Lieber das Kind beim Namen nennen und damit die Fehler vermeiden.

Wie heißt du, Baby? 

Ich bin seit über 25 Jahren mit einem sehr guten Informatiker verheiratet. Dadurch habe ich einiges über die Welt der Computer und der Programmierung gelernt. Es gibt viele Parallelen zwischen der Welt der Computer und Netzwerke, der Welt der Programmiersprachen und der Welt der Menschen, unserer Netzwerke und Sprachen. Wenn ein Programmierer einen Code schreibt, bewirkt jede Zeile Code eine bestimmte Veränderung in dem, was der Computer tut. 

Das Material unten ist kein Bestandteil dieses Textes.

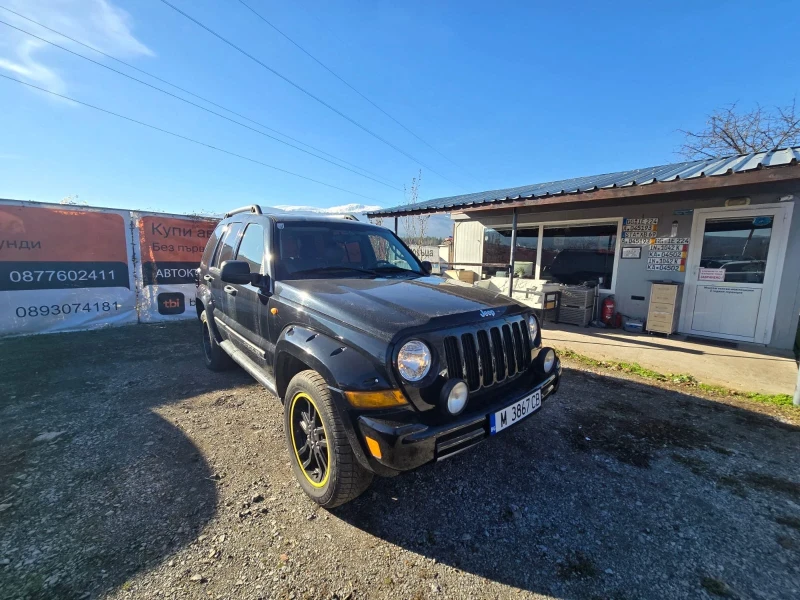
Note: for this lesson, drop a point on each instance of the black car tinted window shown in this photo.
(251, 248)
(212, 246)
(225, 249)
(327, 249)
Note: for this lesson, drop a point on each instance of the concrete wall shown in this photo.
(632, 277)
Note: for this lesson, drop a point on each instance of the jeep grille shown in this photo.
(490, 355)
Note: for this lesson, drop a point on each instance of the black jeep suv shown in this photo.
(381, 367)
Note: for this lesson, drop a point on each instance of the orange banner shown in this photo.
(34, 234)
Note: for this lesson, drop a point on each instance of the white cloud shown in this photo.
(97, 23)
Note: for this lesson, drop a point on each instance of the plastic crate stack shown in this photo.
(577, 305)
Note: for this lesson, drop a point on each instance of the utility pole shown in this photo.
(511, 256)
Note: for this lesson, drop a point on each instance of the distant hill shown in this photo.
(440, 226)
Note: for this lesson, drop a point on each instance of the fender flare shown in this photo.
(341, 365)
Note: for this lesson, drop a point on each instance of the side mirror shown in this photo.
(260, 281)
(235, 271)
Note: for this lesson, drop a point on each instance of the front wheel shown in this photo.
(322, 459)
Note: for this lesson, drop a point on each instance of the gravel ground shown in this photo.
(129, 471)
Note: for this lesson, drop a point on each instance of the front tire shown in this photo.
(322, 459)
(214, 356)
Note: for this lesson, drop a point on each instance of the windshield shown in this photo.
(315, 250)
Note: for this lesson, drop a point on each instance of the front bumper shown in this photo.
(406, 446)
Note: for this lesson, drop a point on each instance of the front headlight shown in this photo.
(533, 328)
(414, 360)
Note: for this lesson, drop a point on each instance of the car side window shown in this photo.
(228, 240)
(251, 248)
(213, 246)
(384, 252)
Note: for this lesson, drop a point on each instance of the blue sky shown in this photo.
(513, 92)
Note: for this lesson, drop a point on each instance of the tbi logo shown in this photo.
(171, 303)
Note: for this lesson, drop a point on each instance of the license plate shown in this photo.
(516, 412)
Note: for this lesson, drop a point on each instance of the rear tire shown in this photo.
(316, 436)
(214, 356)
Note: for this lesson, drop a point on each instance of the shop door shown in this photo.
(734, 273)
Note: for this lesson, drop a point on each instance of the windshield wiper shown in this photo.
(334, 268)
(395, 269)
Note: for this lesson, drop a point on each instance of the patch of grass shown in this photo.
(716, 587)
(577, 566)
(683, 379)
(788, 521)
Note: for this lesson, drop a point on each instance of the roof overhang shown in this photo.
(774, 177)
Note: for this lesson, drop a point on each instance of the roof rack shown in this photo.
(253, 208)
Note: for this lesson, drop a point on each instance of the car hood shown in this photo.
(385, 306)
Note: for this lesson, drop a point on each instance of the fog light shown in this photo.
(548, 360)
(454, 396)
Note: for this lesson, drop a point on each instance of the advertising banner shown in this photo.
(64, 268)
(170, 248)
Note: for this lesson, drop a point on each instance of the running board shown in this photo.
(248, 365)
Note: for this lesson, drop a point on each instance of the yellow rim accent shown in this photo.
(294, 442)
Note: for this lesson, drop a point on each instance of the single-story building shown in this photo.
(723, 230)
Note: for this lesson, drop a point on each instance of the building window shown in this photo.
(575, 254)
(497, 249)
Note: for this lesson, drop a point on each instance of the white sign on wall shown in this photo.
(711, 274)
(639, 232)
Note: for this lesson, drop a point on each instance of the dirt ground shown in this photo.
(127, 470)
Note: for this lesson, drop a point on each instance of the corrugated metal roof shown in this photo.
(712, 167)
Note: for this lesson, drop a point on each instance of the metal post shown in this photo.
(513, 247)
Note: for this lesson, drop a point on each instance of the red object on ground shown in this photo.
(609, 307)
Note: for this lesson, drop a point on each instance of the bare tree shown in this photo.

Ähnlich ist es beim Menschen, wo bestimmte Wörter oder Begriffe bestimmte Reaktionen und Handlungen hervorrufen. Diese Handlungen sind das Ergebnis eines bestimmten Trainings oder einer sozialen Prägung, die wir als Menschen im Laufe unseres Lebens erhalten. 

Ein banales Beispiel: Mein Kugelschreiber liegt auf dem Boden. Ein Kollege hebt ihn auf und gibt ihn mir. Ich lächle ihn an und sage „Danke“ . Er lächelt zurück und sagt "Gerne" - eine normale soziale Interaktion. Und läuft „glatt“, wie ein Code-Programm im PC. 

Nachts im Kreißsaal

Jetzt begeben wir uns in die Welt der Medizin. Wir sind im Kreißsaal, im Nachtdienst ruft eine Anästhesistin aus dem Kreißsaal ihre diensthabende Fachärztin für Anästhesiologie an.
Sie berichtet, dass im Kreißsaal gerade eine Patientin entbunden hat, sie ist tachykard und hypoton, etwas blass und angeblich blutet sie.
„Na und?“ - sagt der Bereitschaftsdienst - „Mal sehen, wie es sich entwickelt.“ 

Und jetzt der gleiche Dialog und die gleiche Patientin, aber mit einem anderen Hergang:
"Nadia, eine Patientin im Kreißsaal entwickelt einen hämorrhagischen Schock aufgrund einer schweren PPH."
"Oh, ich komme sofort. Sind die EK’s gekreuzt? Große Zugänge gelegt? Volumen läuft? Labor weg? Uterotonika? Ich bringe noch eine Anästhesieschwester mit, damit wir mehr Hände haben."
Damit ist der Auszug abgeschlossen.